Brown University does not currently offer a graduate degree or certificate in Native American and Indigenous Studies; however, NAISI provides professional, academic development, and community-building opportunities for Native American and Indigenous graduate students and graduate students working in the field of Native American and Indigenous Studies.

These opportunities include support to attend the NAISA annual meeting and/or other discipline-specific conferences, symposia, workshops and similar gatherings to present on or engage in Native American and Indigenous Studies.

  • Mark Agostini

    Ph.D. Candidate, Anthropological Archaeology Program, Department of Anthropology, Lewis and Clark Field Scholar (American Philosophical Society), Haffenreffer Museum Proctor
    Research Interests Ancestral Pueblo archaeology; Ceramic analysis; Tribal Sovereignty; Repatriation
  • Chase Bryer​ (Chickasaw Nation)

    Program Coordinator, NAISI, Ph.D. Student, School of Behavioral and Social Health Sciences (School of Public Health)
    Research Interests Historical trauma research, culturally responsive approaches, Indigenous Queer and Two-Spirit health and wellness

    Chase Bryer (Chickasaw) is a current Ph.D. student in Behavioral and Social Health Science at the Brown University School of Public Health. He joined NAISI in 2022, and serves as a liaison between NAISI faculty and students, while contributing to various initiatives focused on building a stronger intellectual environment for undergraduate and graduate Native American and Indigenous and NAIS students at Brown.
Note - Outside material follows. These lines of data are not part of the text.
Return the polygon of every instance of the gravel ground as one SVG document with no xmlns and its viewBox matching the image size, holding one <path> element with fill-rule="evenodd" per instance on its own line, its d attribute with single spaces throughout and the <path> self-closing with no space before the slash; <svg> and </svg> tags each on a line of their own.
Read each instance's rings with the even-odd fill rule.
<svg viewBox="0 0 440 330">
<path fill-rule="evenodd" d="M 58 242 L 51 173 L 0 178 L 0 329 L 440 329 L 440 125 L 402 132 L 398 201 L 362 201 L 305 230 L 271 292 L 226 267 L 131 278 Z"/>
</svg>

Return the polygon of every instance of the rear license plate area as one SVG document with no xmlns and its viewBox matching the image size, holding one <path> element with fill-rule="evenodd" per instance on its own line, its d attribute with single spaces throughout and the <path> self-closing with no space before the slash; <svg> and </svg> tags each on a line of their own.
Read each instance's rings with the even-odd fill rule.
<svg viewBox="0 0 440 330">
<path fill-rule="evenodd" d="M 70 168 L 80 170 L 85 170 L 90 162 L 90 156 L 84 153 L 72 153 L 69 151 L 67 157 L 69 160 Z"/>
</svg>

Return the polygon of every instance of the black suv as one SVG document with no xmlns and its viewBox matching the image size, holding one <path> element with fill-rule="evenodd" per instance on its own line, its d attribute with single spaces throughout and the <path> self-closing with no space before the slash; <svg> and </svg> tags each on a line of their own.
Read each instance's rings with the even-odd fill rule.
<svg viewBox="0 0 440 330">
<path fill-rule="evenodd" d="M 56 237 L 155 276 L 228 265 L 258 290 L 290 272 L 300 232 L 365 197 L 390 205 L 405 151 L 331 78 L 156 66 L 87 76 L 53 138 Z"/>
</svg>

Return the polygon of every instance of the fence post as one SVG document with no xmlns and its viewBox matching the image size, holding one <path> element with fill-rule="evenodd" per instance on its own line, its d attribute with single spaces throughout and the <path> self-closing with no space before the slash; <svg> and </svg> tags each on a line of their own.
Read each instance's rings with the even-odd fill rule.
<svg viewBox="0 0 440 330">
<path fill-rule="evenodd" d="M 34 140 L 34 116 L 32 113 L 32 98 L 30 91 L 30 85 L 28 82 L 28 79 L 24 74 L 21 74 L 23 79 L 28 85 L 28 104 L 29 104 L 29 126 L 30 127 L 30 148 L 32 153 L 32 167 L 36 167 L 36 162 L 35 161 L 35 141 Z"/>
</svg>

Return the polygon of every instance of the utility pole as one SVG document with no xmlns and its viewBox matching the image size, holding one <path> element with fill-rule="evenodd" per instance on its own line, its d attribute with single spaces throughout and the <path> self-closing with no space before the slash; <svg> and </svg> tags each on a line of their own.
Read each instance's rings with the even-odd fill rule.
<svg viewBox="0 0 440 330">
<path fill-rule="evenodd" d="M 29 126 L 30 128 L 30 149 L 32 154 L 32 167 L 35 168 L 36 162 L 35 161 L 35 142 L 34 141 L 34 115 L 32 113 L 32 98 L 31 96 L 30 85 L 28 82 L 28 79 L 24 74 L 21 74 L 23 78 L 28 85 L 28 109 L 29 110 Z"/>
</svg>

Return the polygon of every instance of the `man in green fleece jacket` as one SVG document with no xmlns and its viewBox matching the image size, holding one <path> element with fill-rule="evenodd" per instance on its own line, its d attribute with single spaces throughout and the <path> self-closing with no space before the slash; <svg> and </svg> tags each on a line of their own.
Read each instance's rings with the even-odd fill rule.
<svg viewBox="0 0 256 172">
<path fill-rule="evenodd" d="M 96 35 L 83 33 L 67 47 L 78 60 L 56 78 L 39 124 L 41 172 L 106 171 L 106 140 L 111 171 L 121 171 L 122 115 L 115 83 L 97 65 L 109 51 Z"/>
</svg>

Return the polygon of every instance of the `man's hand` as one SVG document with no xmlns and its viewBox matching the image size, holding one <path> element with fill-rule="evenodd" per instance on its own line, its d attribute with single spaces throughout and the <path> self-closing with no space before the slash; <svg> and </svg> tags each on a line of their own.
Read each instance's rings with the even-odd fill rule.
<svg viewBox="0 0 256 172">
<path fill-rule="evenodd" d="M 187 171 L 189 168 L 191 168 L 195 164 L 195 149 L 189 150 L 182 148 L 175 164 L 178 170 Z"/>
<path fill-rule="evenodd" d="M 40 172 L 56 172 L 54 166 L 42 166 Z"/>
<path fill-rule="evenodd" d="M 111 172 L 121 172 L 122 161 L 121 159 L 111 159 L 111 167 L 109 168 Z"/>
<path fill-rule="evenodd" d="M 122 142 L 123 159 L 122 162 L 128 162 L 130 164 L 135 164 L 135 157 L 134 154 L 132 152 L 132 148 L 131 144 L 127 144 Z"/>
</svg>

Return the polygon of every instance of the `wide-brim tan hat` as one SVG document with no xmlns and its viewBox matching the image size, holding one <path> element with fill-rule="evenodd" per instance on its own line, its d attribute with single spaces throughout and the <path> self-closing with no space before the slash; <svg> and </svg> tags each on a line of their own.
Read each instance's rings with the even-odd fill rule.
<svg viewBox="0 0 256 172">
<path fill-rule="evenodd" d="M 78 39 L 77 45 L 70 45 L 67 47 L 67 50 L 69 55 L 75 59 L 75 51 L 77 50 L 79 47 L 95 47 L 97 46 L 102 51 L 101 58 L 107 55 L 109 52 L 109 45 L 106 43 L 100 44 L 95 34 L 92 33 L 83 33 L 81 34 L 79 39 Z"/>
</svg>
Through his research, he uses community-based participatory methods to create interventions that will improve health outcomes, with a particular focus among Indigenous queer and Two-Spirit communities. His research, ultimately, aims to inform state actors including social workers, public health professionals, and biomedical researchers with ways to more sensitively engage with marginalized communities through resilience-based approaches to disrupt cycles of historical trauma. Chase holds an MSW from Washington University in St. Louis and a BA in Human Rights and Media from the University of Oklahoma.

  • Kimonee M. Burke (Narragansett)

    Ph.D. Student, Department of History
    Research Interests Native American and Indigenous Studies, Northeastern Native History, Federal Acknowledgment Policy
  • Harper Dine

    Ph.D. student, Department of Anthropology
    Research Interests Food security/food sovereignty, political economy, and people-plant relations

    Harper is an anthropological archaeologist working in the northern Maya lowlands (Yucatán), and is broadly interested in food security/food sovereignty, political economy, and people-plant relations. Harper's research involves the use of paleoethnobotanical and archaeological methods to examine local household food production and consumption in the context of grand-scale political and economic change across the landscape of the Yaxuna-Coba region in the Classic period (250-900 AD). 

  • Dan W. Everton

    MA Student, Public Humanities
    Research Interests NAGPRA, global repatriation issues, and human remains

    As a historian and archaeologist, Dan works within cultural heritage institutions to decolonize and instill ethics in collection management and repatriation. 

  • Luiz Paulo Ferraz

    Ph.D. Student, Department of History
    Research Interests Modern Latin America, especially Brazil; Indigenous History; Transnational History; Environment and Society; Public History

    Luiz Paulo Ferraz's research examines the struggles for Indigenous rights and environmental protection in Brazil, exploring the interconnection of Indigenous and environmental history during the military dictatorship (1964-1985) and its aftermath from both a national and transnational perspective.

  • Makana Kushi (Kanaka Maoli)

    Ph.D. Student, Department of American Studies

    Makana's dissertation research is about the multiethnic and Indigenous history of East Hawai'i Island in the early 20th century.

  • Phoebe Labat

    Ph.D. Student, Department of History
    Research Interests Atlantic History; Native American and First Nations history; Environmental history; Race and slavery; Indigenous natural knowledge and spirituality
  • Ally LaForge

    Ph.D. Candidate, Department of American Studies
    Research Interests Native American and Indigenous Studies; Histories of the Native Northeast; Decolonizing Methodologies; Public Humanities; Material Culture
  • Dominique Pablito (Zuni, Navajo, Comanche)

    Ph.D. Student, Molecular Biology, Cell Biology, and Biochemistry
    Research Interests Identifying New Therapeutic Target Genes and Candidate Small Molecules to Treat Glioblastoma Multiforme
  • Laurel Tollison

    PhD Student, Slavic Studies

    Laurel is a PhD student in the Slavic Studies department at Brown University. Her research focuses on the women and gender history of Russian Alaska. She applies indigenous methodologies to this area in hopes of helping decolonize the field of Slavic Studies.